Generalization of Legendre functions applied to Rosen-Morse scattering states
F. L. Freitas
TL;DR
This work introduces generalized Legendre functions $D^{\mu,\eta}_\nu(x)$ that solve the Rosen-Morse Schrödinger equation and express them via $F(-\nu-\eta,\nu+1-\eta;1-\mu-\eta;\frac{1-x}{2})$ with a prefactor, connecting to standard Legendre functions when $\eta=0$. Through asymptotic analysis, the authors map the parameters to energy and identify two scattering regimes: below the barrier with total reflection and above the barrier with partial transmission, deriving closed-form reflection and transmission coefficients that satisfy $R+T=1$. They prove an integral identity for these generalized functions, enabling a delta-normalized continuum spectral measure $\int \bar{D}^{ip*}(\tanh y) \bar{D}^{ik}(\tanh x)/w_{\alpha,\beta}(k) \, dk = \delta(x-y)$ and a corresponding resolution of the identity, recovering known Legendre results as $\beta\to0$. Overall, the approach provides a complete, purely classical solution to Rosen-Morse scattering and yields simpler spectral-transport expressions than path-integral methods, with potential broader applicability to other analytically solvable potentials.
Abstract
A generalization of associated Legendre functions is proposed and used to describe the scattering states of the Rosen-Morse potential.
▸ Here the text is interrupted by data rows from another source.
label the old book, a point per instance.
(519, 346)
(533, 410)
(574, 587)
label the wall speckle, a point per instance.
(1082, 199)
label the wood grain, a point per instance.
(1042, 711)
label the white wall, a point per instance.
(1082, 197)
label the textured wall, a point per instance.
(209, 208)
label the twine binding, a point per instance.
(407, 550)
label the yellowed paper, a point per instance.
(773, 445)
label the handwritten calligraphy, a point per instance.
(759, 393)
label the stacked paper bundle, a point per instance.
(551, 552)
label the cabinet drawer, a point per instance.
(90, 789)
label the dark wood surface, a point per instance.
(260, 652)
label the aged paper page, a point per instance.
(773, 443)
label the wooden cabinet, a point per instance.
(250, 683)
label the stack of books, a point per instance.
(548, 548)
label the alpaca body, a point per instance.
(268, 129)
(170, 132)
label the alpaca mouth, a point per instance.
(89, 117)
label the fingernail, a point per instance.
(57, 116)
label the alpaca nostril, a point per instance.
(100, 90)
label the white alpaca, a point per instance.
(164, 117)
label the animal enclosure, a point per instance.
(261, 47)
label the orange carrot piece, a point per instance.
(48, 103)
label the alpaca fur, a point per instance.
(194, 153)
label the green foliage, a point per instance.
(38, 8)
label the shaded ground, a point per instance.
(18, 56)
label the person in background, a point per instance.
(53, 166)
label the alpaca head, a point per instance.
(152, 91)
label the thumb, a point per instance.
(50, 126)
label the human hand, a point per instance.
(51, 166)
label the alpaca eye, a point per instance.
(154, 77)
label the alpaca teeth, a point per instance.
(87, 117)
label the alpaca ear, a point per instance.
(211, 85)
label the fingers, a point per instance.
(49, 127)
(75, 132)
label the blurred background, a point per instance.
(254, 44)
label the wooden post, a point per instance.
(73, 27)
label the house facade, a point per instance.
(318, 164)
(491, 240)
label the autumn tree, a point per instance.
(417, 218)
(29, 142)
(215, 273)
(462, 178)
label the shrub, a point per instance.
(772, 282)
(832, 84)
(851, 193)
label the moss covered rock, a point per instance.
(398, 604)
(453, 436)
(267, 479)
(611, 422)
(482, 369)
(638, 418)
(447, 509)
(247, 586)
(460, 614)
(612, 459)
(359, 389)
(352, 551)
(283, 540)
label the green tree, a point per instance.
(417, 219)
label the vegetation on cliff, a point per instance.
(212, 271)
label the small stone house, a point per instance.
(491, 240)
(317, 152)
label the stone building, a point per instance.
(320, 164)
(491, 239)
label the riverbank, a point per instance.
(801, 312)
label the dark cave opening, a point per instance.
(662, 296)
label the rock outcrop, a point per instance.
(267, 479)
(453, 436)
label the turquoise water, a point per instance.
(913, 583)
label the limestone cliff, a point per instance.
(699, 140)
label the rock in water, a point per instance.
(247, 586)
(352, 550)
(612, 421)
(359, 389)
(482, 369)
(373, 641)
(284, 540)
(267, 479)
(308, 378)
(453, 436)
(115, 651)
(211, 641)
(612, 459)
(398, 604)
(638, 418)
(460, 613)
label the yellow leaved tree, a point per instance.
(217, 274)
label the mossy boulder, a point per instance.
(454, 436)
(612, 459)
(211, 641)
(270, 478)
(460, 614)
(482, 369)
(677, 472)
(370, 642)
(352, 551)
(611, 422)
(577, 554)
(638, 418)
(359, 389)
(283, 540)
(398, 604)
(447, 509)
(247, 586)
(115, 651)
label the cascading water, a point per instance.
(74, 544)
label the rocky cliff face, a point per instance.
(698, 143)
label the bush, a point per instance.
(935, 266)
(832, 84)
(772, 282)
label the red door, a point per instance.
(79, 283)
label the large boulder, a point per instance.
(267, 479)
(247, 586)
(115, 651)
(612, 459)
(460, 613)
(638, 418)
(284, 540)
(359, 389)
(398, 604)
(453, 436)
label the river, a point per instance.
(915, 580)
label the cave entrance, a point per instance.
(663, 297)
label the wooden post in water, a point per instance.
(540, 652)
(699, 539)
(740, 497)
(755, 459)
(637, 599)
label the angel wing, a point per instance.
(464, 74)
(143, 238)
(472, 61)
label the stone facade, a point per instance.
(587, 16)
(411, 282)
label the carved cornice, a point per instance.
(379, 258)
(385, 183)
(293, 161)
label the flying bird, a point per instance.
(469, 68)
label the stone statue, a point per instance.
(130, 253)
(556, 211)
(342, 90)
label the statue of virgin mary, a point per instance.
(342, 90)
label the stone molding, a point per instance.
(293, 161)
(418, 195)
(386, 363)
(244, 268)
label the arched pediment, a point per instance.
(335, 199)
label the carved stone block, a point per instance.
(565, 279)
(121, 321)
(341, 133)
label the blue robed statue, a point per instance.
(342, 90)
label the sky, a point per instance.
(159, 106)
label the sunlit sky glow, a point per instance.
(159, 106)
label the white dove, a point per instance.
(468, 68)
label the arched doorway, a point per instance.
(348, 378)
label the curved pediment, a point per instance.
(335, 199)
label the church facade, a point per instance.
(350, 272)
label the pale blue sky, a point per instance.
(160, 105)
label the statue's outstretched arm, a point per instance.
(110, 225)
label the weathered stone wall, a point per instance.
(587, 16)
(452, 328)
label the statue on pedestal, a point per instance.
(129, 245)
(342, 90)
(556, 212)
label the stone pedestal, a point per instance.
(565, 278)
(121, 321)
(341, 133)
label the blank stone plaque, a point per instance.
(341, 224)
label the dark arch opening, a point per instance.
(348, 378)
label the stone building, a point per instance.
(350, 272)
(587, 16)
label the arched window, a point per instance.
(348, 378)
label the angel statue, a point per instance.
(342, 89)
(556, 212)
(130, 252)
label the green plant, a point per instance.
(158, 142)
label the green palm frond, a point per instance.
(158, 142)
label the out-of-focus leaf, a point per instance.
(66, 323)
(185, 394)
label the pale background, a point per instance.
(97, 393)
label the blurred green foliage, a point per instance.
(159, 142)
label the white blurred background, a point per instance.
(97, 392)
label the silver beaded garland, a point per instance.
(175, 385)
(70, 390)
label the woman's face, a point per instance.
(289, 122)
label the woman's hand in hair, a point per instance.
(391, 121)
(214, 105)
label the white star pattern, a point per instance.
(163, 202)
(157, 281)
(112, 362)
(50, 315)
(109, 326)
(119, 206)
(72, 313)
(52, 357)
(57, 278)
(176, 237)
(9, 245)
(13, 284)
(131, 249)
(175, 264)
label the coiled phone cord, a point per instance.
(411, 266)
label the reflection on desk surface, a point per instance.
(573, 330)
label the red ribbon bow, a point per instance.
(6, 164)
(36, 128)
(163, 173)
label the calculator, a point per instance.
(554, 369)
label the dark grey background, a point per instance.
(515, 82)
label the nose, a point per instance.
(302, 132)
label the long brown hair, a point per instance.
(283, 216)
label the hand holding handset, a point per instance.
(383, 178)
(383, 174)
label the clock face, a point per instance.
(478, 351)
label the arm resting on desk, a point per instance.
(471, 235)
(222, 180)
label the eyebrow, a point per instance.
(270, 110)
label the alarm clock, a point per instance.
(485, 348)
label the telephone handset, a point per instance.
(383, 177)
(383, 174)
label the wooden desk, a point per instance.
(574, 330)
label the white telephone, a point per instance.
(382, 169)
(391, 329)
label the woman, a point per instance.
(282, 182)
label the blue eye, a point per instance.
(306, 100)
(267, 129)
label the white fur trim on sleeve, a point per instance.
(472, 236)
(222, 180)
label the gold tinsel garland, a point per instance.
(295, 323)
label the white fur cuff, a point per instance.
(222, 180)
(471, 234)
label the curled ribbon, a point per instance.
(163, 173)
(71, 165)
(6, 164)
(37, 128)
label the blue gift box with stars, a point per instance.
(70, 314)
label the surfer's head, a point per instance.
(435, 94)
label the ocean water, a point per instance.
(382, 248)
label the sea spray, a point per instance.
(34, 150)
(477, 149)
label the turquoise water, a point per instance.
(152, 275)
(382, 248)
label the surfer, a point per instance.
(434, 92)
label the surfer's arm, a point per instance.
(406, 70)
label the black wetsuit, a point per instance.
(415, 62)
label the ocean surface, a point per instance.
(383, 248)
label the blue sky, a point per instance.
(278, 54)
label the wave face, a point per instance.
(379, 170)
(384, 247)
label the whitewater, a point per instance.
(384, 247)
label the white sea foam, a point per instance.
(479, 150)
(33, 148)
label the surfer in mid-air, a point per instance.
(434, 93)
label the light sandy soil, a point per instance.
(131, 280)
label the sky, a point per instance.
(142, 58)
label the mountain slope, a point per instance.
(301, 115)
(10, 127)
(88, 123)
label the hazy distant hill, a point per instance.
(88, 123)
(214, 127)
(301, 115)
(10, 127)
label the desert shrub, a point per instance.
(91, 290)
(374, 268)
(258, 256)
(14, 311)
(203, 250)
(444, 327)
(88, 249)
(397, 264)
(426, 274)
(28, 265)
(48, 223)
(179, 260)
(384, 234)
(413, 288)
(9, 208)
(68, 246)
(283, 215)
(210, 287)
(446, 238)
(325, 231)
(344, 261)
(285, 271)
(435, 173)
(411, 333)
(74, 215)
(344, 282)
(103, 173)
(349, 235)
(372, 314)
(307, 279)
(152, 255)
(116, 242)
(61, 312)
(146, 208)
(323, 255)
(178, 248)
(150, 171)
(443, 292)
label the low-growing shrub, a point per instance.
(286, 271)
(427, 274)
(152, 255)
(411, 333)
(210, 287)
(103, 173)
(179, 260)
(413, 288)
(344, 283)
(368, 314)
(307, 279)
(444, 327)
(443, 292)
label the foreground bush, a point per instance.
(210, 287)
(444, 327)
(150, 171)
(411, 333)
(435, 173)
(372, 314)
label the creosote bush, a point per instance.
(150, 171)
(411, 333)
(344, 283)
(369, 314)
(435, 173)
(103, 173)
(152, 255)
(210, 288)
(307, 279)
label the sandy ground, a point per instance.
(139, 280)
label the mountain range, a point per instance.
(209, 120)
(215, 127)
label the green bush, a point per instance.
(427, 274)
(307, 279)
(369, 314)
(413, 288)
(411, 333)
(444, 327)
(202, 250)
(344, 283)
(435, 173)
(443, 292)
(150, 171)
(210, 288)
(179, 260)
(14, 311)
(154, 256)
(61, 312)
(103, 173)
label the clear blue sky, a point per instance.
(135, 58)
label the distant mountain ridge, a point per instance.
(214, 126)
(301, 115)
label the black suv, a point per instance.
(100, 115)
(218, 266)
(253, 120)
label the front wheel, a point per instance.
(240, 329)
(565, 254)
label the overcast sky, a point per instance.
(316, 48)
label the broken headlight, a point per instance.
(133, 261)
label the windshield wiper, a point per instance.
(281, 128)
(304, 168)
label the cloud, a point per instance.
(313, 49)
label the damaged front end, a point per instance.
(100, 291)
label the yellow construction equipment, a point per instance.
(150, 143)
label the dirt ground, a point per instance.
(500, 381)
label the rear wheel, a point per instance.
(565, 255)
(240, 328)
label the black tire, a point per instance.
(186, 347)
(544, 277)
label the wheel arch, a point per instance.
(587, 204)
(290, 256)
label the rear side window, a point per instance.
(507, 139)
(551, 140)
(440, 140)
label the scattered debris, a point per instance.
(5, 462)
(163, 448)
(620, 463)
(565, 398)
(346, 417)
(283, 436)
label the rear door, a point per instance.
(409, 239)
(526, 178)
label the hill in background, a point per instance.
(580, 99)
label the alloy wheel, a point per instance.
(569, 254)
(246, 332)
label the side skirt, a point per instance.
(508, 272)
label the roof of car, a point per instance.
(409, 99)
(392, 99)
The functions are then given explicit formulas in terms of the hypergeometric function, their asymptotic behavior is examined and shown to match the requirements for states in the regions of total and partial reflection. Elementary expressions are given for reflection and transmission coefficients, and an integral identity for the generalized Legendre functions is proven, allowing the calculation of the spectral measure of the induced integral transform for the scattering states. These methods provide a complete classical solution to the potential, without need of path integral techniques.